Full stack from front shoulder 10mos









Full stack shuffled front foot forward 9mos


----------



## bahamutt99 (May 14, 2008)

Patch-O-Pits said:


> The UKC and ADBA standards have some differences and most of the dogs are even moved differently in the show ring from what I've seen. Honestly, I've seen very few people actually gait their dogs in the ADBA ring, I usually see a lot of pulling...


Very true. I've noticed a lot of ADBA handlers gait their dogs at a walking speed with the dog pulling and sometimes rearing up. I gait Terra like I would in UKC, even going into the ring in the first place (since that's the only time the judge will see her awesome side movement). It makes me wonder if ADBA judges really understand movement. I know that some do, but I kind of wonder what the others are looking at when they see a dog gaiting on its hindlegs. LOL


----------



## Rudy4747 (Nov 29, 2009)

bahamutt99 said:


> Very true. I've noticed a lot of ADBA handlers gait their dogs at a walking speed with the dog pulling and sometimes rearing up.
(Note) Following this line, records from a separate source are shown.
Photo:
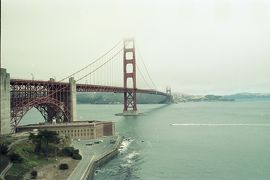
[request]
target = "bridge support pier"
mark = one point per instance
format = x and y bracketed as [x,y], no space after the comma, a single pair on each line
[129,59]
[72,99]
[169,93]
[5,126]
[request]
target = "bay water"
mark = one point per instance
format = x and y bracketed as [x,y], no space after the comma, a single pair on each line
[200,140]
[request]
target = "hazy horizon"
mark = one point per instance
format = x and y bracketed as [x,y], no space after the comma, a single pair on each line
[210,47]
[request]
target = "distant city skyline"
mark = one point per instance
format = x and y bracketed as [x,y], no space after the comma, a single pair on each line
[195,47]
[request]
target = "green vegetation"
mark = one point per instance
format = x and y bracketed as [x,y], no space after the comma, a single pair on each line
[116,98]
[63,166]
[3,162]
[34,174]
[42,140]
[38,150]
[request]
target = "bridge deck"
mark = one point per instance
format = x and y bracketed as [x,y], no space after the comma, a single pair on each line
[83,87]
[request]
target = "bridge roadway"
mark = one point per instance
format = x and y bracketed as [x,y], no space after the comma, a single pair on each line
[79,87]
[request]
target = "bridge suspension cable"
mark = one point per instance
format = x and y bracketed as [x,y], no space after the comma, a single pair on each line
[92,63]
[100,65]
[146,69]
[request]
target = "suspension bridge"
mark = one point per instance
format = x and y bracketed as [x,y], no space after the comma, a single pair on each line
[57,99]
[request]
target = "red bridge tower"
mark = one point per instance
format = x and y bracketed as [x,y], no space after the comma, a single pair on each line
[129,61]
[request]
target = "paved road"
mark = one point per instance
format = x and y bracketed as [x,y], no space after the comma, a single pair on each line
[89,153]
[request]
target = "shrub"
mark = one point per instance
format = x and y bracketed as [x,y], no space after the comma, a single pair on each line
[68,151]
[77,156]
[34,174]
[63,166]
[3,149]
[76,151]
[14,157]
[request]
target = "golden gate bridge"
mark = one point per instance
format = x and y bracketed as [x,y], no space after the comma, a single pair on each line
[57,99]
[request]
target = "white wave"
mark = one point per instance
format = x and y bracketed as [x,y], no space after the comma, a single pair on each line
[124,146]
[193,124]
[131,156]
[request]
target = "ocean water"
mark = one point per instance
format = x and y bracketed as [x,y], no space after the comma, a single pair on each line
[202,140]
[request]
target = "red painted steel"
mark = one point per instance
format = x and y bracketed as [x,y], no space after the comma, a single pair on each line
[52,98]
[130,100]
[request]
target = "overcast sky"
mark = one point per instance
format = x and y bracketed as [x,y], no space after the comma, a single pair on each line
[196,47]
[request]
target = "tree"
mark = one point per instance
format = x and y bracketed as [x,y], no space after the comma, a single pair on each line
[3,148]
[14,157]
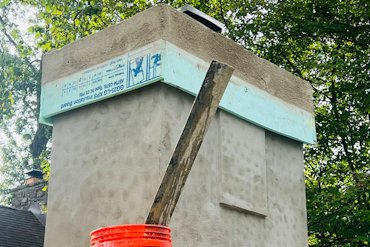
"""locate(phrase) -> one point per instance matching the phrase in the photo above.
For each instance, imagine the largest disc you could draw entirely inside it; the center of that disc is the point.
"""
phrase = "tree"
(323, 42)
(25, 144)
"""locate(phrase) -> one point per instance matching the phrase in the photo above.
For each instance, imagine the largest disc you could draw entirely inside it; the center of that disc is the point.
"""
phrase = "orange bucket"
(143, 235)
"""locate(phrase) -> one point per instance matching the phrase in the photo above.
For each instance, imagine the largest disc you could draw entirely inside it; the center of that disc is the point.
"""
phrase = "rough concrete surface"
(165, 22)
(114, 153)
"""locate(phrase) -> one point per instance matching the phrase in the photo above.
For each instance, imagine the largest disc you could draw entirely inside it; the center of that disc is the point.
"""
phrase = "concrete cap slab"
(165, 22)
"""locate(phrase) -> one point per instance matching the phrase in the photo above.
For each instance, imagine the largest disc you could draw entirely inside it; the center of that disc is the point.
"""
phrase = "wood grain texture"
(201, 114)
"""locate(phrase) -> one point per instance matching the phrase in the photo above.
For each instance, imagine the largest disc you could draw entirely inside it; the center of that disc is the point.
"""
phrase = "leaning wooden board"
(201, 115)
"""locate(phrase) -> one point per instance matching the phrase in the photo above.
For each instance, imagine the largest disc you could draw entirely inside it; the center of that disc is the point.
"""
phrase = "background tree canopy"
(325, 42)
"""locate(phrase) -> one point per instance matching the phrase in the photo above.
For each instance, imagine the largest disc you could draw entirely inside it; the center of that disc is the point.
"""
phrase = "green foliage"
(325, 42)
(22, 138)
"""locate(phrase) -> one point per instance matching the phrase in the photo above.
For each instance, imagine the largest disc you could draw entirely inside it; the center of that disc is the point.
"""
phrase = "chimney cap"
(35, 173)
(203, 18)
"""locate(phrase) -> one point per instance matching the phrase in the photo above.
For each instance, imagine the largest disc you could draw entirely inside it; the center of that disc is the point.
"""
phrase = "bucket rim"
(128, 225)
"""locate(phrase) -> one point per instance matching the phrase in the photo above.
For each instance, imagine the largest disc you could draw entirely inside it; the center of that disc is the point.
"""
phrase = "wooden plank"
(201, 114)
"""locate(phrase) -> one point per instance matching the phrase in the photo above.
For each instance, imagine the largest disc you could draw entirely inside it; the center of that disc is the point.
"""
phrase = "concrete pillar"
(118, 101)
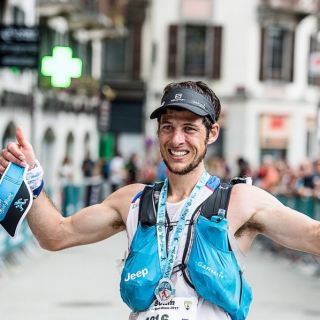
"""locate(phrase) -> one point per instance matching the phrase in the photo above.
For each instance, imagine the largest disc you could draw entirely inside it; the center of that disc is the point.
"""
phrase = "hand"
(20, 152)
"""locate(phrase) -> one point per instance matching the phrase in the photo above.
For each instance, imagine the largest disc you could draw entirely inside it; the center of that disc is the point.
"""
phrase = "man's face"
(183, 140)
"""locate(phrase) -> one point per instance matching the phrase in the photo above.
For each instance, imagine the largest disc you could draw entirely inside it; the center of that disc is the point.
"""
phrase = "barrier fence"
(77, 196)
(74, 198)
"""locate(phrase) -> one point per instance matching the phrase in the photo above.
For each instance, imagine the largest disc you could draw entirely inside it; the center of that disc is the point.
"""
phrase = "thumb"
(22, 141)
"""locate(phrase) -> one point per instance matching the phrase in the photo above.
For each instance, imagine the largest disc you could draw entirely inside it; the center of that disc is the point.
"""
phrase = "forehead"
(181, 116)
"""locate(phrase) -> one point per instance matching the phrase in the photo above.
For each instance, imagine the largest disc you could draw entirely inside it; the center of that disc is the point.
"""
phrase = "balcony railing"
(301, 6)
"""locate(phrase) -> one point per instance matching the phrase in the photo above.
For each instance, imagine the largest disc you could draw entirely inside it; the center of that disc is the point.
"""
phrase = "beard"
(188, 168)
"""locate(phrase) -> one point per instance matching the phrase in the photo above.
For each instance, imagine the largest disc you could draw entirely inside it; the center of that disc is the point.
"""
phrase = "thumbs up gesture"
(20, 152)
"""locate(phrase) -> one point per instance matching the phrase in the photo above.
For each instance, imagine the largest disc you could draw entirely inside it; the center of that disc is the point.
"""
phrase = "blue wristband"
(37, 191)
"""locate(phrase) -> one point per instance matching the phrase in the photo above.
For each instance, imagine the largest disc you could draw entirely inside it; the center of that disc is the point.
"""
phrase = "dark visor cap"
(188, 99)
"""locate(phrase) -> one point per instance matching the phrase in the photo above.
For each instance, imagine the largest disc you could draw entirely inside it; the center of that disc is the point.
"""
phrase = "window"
(83, 50)
(194, 50)
(115, 62)
(18, 16)
(314, 79)
(277, 53)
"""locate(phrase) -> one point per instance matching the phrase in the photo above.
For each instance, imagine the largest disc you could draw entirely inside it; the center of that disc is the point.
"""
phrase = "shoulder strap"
(217, 203)
(149, 204)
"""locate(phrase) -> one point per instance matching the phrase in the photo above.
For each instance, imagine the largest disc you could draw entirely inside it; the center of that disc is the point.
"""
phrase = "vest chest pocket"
(141, 272)
(213, 269)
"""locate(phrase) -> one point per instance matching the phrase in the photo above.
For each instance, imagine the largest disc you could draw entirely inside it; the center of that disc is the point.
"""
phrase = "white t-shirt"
(206, 310)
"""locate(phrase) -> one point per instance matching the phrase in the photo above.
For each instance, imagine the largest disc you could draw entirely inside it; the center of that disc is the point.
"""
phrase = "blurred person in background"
(306, 182)
(87, 166)
(267, 175)
(132, 168)
(117, 172)
(201, 276)
(148, 172)
(287, 179)
(66, 171)
(218, 166)
(244, 169)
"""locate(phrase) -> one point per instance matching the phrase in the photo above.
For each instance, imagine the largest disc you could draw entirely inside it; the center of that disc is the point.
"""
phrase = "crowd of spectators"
(275, 175)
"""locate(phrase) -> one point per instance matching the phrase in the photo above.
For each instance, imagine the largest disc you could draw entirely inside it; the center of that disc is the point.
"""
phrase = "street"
(82, 284)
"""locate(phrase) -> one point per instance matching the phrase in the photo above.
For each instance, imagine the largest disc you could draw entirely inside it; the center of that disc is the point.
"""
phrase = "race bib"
(177, 309)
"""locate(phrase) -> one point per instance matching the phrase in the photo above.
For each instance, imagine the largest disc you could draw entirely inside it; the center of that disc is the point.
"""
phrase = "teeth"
(179, 153)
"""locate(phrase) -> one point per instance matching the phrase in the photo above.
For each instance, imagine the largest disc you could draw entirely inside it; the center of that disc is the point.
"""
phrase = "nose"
(178, 137)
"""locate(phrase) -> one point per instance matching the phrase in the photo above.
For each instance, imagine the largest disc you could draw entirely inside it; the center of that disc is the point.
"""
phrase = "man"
(201, 277)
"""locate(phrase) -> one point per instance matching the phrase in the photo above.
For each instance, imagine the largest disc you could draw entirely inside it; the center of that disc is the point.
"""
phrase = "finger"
(15, 150)
(3, 162)
(22, 141)
(8, 156)
(2, 169)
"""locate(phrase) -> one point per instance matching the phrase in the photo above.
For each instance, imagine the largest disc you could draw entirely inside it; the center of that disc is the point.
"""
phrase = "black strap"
(149, 204)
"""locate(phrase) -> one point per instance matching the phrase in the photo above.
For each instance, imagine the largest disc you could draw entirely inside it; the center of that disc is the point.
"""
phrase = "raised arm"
(91, 224)
(262, 213)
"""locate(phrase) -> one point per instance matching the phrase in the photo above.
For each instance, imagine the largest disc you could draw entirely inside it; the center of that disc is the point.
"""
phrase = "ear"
(214, 133)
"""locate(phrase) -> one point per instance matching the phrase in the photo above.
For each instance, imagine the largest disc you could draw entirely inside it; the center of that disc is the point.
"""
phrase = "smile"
(178, 153)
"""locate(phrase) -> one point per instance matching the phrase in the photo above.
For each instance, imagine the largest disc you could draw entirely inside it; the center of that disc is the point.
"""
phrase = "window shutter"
(172, 51)
(313, 80)
(136, 51)
(262, 54)
(217, 48)
(292, 40)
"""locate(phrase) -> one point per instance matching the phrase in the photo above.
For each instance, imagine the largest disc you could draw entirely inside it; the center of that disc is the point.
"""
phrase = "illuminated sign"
(61, 67)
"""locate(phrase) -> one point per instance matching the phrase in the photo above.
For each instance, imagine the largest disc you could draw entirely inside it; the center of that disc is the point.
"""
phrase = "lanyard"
(166, 262)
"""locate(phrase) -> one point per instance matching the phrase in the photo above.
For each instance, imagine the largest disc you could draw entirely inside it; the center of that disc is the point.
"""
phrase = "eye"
(166, 127)
(189, 129)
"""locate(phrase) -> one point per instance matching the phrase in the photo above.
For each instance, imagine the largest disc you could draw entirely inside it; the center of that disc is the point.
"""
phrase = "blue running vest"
(209, 264)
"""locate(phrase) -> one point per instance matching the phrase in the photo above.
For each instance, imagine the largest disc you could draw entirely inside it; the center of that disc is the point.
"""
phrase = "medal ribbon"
(166, 262)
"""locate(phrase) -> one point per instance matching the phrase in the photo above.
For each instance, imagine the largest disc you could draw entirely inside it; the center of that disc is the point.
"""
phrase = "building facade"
(255, 55)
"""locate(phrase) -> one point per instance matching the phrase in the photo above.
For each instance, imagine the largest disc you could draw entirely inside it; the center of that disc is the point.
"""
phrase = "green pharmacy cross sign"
(61, 67)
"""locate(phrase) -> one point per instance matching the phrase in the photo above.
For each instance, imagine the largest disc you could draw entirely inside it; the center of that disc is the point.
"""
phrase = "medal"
(165, 291)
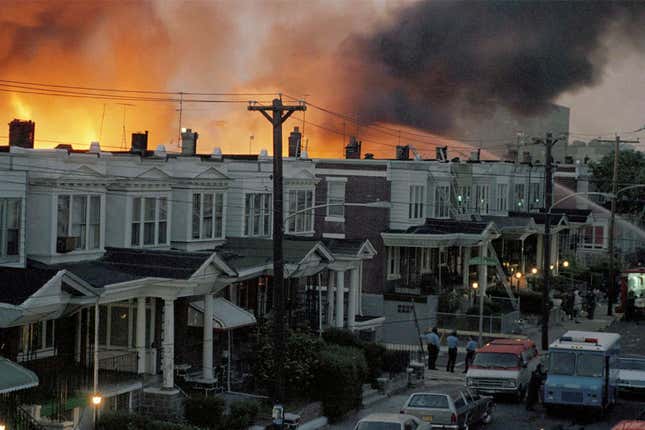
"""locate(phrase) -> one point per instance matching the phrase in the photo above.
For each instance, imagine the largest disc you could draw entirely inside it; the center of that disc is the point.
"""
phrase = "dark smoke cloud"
(439, 58)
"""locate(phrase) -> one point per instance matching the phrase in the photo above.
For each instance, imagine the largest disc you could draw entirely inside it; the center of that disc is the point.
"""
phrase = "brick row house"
(154, 263)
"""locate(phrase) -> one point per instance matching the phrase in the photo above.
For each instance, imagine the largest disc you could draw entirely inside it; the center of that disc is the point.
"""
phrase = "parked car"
(391, 422)
(631, 373)
(455, 409)
(503, 366)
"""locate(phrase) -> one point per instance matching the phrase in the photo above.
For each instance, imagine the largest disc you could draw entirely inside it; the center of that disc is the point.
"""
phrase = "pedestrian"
(452, 341)
(471, 347)
(432, 339)
(577, 305)
(535, 383)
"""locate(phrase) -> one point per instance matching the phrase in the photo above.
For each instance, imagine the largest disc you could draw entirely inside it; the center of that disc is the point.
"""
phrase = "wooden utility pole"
(611, 290)
(279, 114)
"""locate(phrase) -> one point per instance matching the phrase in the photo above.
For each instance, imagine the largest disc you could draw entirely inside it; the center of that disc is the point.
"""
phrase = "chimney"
(526, 157)
(402, 152)
(441, 153)
(295, 143)
(188, 141)
(353, 148)
(21, 133)
(139, 143)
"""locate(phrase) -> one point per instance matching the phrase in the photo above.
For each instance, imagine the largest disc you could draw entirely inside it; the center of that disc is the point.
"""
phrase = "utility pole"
(546, 270)
(611, 290)
(278, 115)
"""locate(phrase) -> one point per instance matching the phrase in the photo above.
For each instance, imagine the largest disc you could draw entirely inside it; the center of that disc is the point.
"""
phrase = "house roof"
(122, 265)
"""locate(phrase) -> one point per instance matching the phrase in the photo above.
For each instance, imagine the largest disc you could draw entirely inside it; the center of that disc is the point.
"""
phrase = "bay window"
(300, 216)
(257, 214)
(208, 216)
(79, 217)
(149, 221)
(10, 216)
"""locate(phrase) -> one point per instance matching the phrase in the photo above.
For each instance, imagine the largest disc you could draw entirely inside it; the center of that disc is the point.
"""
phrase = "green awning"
(477, 261)
(14, 377)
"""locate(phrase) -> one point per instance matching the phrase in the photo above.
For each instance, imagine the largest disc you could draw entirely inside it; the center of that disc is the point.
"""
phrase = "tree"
(631, 171)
I gait Terra like I would in UKC, even going into the ring in the first place (since that's the only time the judge will see her awesome side movement). It makes me wonder if ADBA judges really understand movement. I know that some do, but I kind of wonder what the others are looking at when they see a dog gaiting on its hindlegs. LOL


I try to gait Dooney were I am at a slow jog. So he is at a steady quick pace. I am going to a UKC show here in Tulsa on the 19th. I will not compete but want ot get a feel for it so I can start getting my dogs ready for those shows.


----------



## crocro49 (Mar 22, 2009)

nice dog, i prefer a roached back over a hippopotamus back


----------



## Rudy4747 (Nov 29, 2009)

The dog in your avatar is really nice. Thanks.


----------



## r0ckah0l1c (Jan 18, 2011)

Are all of the dogs posted in pics papered or show dogs? Lol because I don't think my dogs fit any standard properly xD


----------



## Rudy4747 (Nov 29, 2009)

r0ckah0l1c said:


> Are all of the dogs posted in pics papered or show dogs? Lol because I don't think my dogs fit any standard properly xD


dooney is both he shows in the ADBA. I can not speak for the others. But you could post some pics here or in the Structure and faults thread and people could help you understand how your dog fit in the standard, or how it does not.

I think Dosia the seal colored dog on this thread is a great looking dog. And KG I don't think his head is to big. It seems to be proportionate to hid body.


----------